1週間ほど前から風邪をひきずり薬が手放せない伊藤です。最近は日を追うごとに寒くなってゆきますよね。私たち人間は哺乳類ですから体温を保てる上に、服を着たり布団にくるまったりして暖をとることができますが、野外で暮らす動物たちはそうは行きません。

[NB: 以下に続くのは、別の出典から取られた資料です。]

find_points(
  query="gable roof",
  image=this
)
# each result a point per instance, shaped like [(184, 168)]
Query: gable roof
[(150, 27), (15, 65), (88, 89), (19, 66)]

野生動物たちが冬を越す技として「冬眠」がありますね。みなさんは冬眠と聞いて何の動物を思い浮かべますか?
クマ?ヤマネ?クビキリギス!?・・・
ちなみに私の場合、カエルが真っ先に浮かびます。
去る今年の 2月のこと、近所の田んぼで面白い場面に遭遇したことがありました。田んぼの中には当然ながら水がなく、コンクリートの水路にも湿った土がわずかにあるだけという状態で、普通に考えればたいした動物との出会いは期待できない状況でしたが、水路の中に落ちていたブロックを何気なく持ち上げたときに、なんとカエルが丸まって冬眠していたのでした。
実は意外にも、カエル類の冬眠の実態は未だ分からないことだらけだそうです。
一般的には土の中で丸まって冬眠、と絵本などで紹介されますが、そう単純なものでもないようで、種類によって、冬眠を誘発する要因(湿度?気温?日長?水辺の水位?)や冬眠場所の選ぶ基準(湿り気?暗さ?掘り易さ?高さ?)などが異なるようです。
あやふやな言い方をしていますが、カエルの冬眠は観察例そのものが少ないため、現時点では世界中の研究者たちが懸命に観察例を報告している段階にあると思います。私の観察例もその一助になればと思い、学会の雑誌へ記録させていただくことにしました。研究発表のページに題名が載っていますが、内容まで載せるのが難しいため、こちらで簡単に書かせていただきました。
トウキョウダルマガエルの冬眠場所については、水田が干された後、隣接したあぜや畑といった「やや湿った土中」でおこなうという説や、今では少なくなった湿田の水溜り周辺や素堀水路の底泥中といった「水分豊富な土中や水中」でおこなう説があると聞いたことがあります。本件は特殊な例でしたが、水路内での越冬例ということで、やや後者を支持する例となりそうです。
このように、カエルたちについてはまだまだ分からないことや不思議なことがたくさんあります。分からないからこそ、なおさら魅力を感じるのかもしれません。
みなさんも、外で遊んでいる時にカエルの冬眠しているところを偶然にも見かけたら、日記に残したり写真に撮るなどして、記録として残すことをおススメします。